Über das Trauma hinauswachsen: Anitas Geschichte

Auf den staubigen Wegen des Flüchtlingslagers Nakivale in Uganda springt die 25-jährige Anita mit ihren Kindern Seil, ihr Gesicht strahlt vor Freude. Es ist eine einfache Handlung, aber eine, die eine tiefgreifende Veränderung in ihr symbolisiert. Während ihre Kinder, sechs und drei Jahre alt, die Enden des Seils halten, springt Anita mit der Unbeschwertheit einer Person, die ihre Kindheit zurückgewinnt.
Für Anita ist dieser Moment mehr als nur ein Spiel – er bedeutet Erlösung. Als Flüchtling wuchs Anita in einer Kindheit ohne Freude auf. Als sie sieben Jahre alt war, mussten sie und ihre Familie aus ihrer Heimat Burundi fliehen. In Nakivale musste sie mit überfüllten Unterkünften, der Krankheit und dem Tod ihres Vaters und der erdrückenden Verantwortung für acht Geschwister fertig werden, anstatt zur Schule zu gehen. Spielen kam ihr wie Zeitverschwendung vor; Überleben war alles, was sie kannte. Der Stress machte sie wütend und isoliert, sie konnte nicht einmal zu ihren eigenen Kindern eine Beziehung aufbauen. „Ich war mein ganzes Leben lang nie glücklich“, sagt sie.
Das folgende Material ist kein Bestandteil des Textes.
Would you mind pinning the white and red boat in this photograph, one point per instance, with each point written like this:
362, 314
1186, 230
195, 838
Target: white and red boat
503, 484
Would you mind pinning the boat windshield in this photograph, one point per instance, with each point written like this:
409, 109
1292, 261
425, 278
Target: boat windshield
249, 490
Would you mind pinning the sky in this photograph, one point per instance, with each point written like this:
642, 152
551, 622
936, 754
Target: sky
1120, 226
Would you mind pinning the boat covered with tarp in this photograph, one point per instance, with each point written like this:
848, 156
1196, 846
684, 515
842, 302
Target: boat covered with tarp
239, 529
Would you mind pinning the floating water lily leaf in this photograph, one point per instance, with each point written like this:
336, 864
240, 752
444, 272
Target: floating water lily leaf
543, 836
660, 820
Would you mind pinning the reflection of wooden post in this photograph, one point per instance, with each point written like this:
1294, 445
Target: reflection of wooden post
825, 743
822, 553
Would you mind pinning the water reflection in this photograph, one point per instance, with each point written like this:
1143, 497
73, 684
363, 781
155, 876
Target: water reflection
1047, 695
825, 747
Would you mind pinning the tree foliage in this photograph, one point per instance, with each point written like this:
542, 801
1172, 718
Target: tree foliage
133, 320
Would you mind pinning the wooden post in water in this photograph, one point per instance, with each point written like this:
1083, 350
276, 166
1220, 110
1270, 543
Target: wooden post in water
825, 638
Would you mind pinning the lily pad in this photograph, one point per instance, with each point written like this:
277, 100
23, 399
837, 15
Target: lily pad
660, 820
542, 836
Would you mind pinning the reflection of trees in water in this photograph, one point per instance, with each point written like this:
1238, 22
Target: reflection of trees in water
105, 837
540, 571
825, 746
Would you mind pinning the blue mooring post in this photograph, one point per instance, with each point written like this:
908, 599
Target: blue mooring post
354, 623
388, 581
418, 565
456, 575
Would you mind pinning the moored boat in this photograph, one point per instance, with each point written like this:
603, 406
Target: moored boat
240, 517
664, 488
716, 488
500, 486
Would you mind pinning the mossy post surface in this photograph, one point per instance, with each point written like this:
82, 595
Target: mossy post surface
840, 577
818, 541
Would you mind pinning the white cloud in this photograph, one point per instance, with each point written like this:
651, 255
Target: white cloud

Doch heute, wenn sie mit ihrer Tochter und ihrem Sohn lacht, schreibt Anita ihre Geschichte neu. In ihren Augen spiegeln sich sowohl der Schmerz ihrer Vergangenheit als auch die Hoffnung für ihre Gegenwart wider. Der Wandel begann, als sie am Programm „Play To Grow“ von Right To Play teilnahm, das ihr die heilende Kraft des Spielens zeigte – nicht nur für ihre Kinder, sondern auch für sich selbst.
EINE VERLORENE KINDHEIT
Anitas Familie musste während des zerstörerischen Bürgerkriegs in ihrem Heimatland Burundi fliehen. Der Umzug nach Nakivale war für die siebenjährige Anita sehr schwer.
Nakivale ist eine der ältesten und größten Flüchtlingssiedlungen Afrikas und erstreckt sich über 185 Quadratkilometer trockene Ebene im Südwesten Ugandas. Sie wurde 1958 gegründet und beherbergt Flüchtlinge aus Burundi, der Demokratischen Republik Kongo, Ruanda und anderen Konfliktgebieten. Nakivale ist eine integrierte Siedlung, in der Flüchtlinge zusammen mit ugandischen Staatsangehörigen leben, kleine Grundstücke bewirtschaften oder Geschäfte betreiben. Dennoch ist das Leben hart: Die Ressourcen sind knapp, Dürren sind häufig und die Traumata der Kriegsflüchtlinge sind noch immer präsent.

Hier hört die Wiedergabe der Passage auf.